Friday, January 1, 2016

Framing and its Ethics; the Framing of Condition Level Systems

The relationship to Games is the GMing Skill in Framing Affect: The ability to Frame in: Opportunity Seeking vs Loss Aversion. 

One of my curiosities and fascination is Framing and the ethics surrounding it. If you're aware of current events and curious about game theory and behavioural sciences then the sesame credit special is one of those curiosities that challenges boundaries we draw about framing. 

if you play shadowrun I guess this is SIN being implemented in the real world.

Particularly the ethics of framing effect: If a person decides differently when the same information is presented but framed differently - 

"You stand to lose out on $20,000usd in this opportunity"
"You may gain 20,000usd in this opportunity?"
or

"If you don't take our Identity Protection services, you stand to lose your life savings?"
"Our Identity Protection Services gives you the peace of mind when it comes to  your life savings?" 

A common bias is how Climate Change is framed - "We stand to lose Food Security and lose value in our assets due to Climate Change and not acting to adapt to it" vs "We can improve food security and improve the security of our assets if we act on Climate Change". 

Too often I'm used to Switching Between Opportunity Gaining "Gears" to Loss Aversion "gears" when talking to clients, bosses, associates, and people and general. I tend to frame on what ever gear I was last on. 

Loss Aversion is more powerful bias, because the cost of loss is a total mental and physical adaption strategy. Versus Opportunity Gaining - which requires Playfulness, Curiosity, and Ambition to be realized. Playfulness, Curiosity, and Ambition is something that is at a loss when someone cannot find the time to think in such a way. 

Here is another thing to think about: Condition Systems and Framing. 

Do I "Take Damage" or Lose "Health" (Injury and Physical Condition)
Do I "Suffer Stress" or Lose "Resolve/Reserve" (Emotional Labor)
Do I "Suffer Fatigue" or Lose "Endurance/Energy" (Energy based Systems). 

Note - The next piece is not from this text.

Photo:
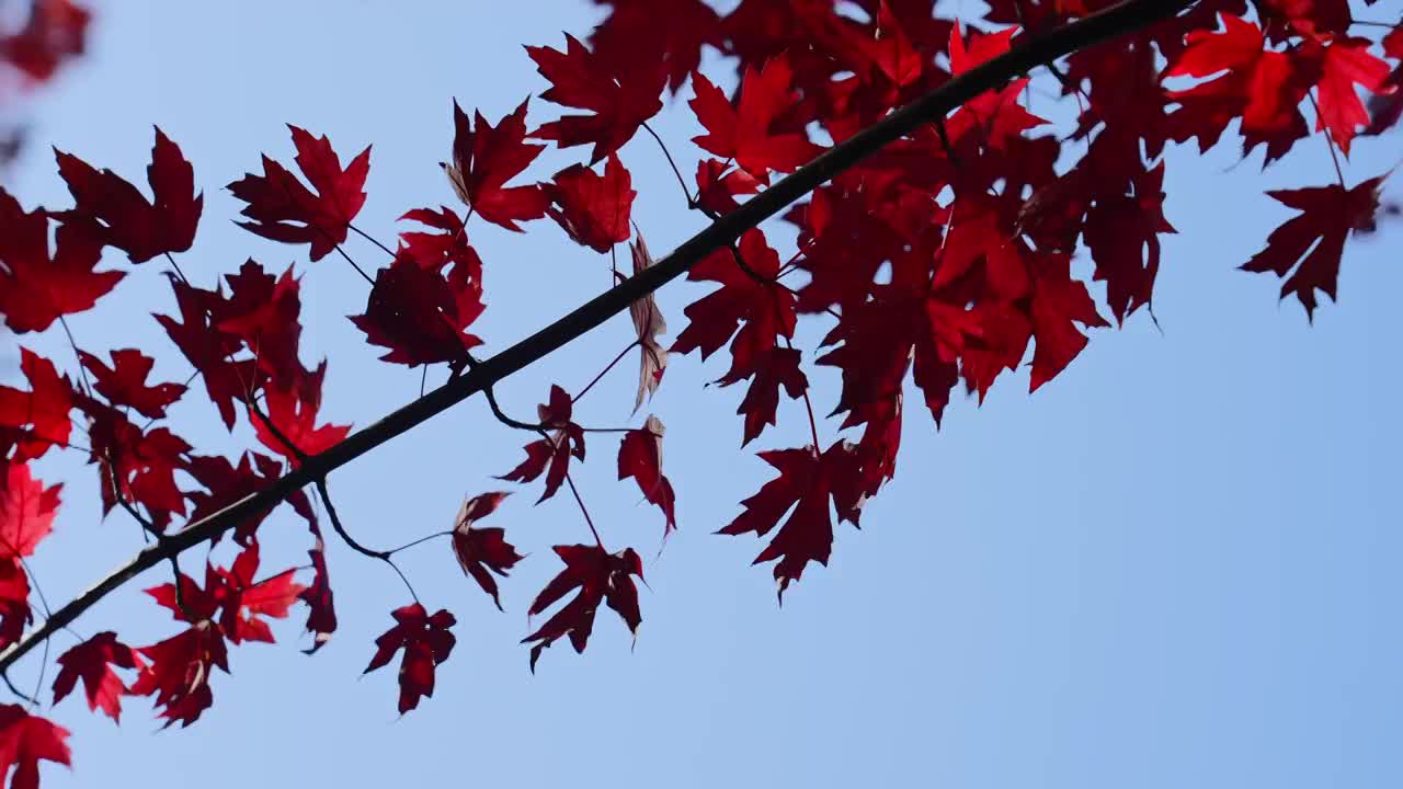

One system tells you "I can take X damage" (substitute X with emotional, fatigue, physical). 
But one system tells you "I'm losing X " (and you begin to think how much do I have left to lose). 

Because Loss Aversion is more powerful, I will default with Loss Aversion but I can frame it. But its interesting when we switch gears: "I take damage" or "I lose HP". "I spend mana" or "lose energy" etc... 

So If I want to put players in more of an edge: I tell them how much they Lose vs how much they "take". "I lose sanity" lolz.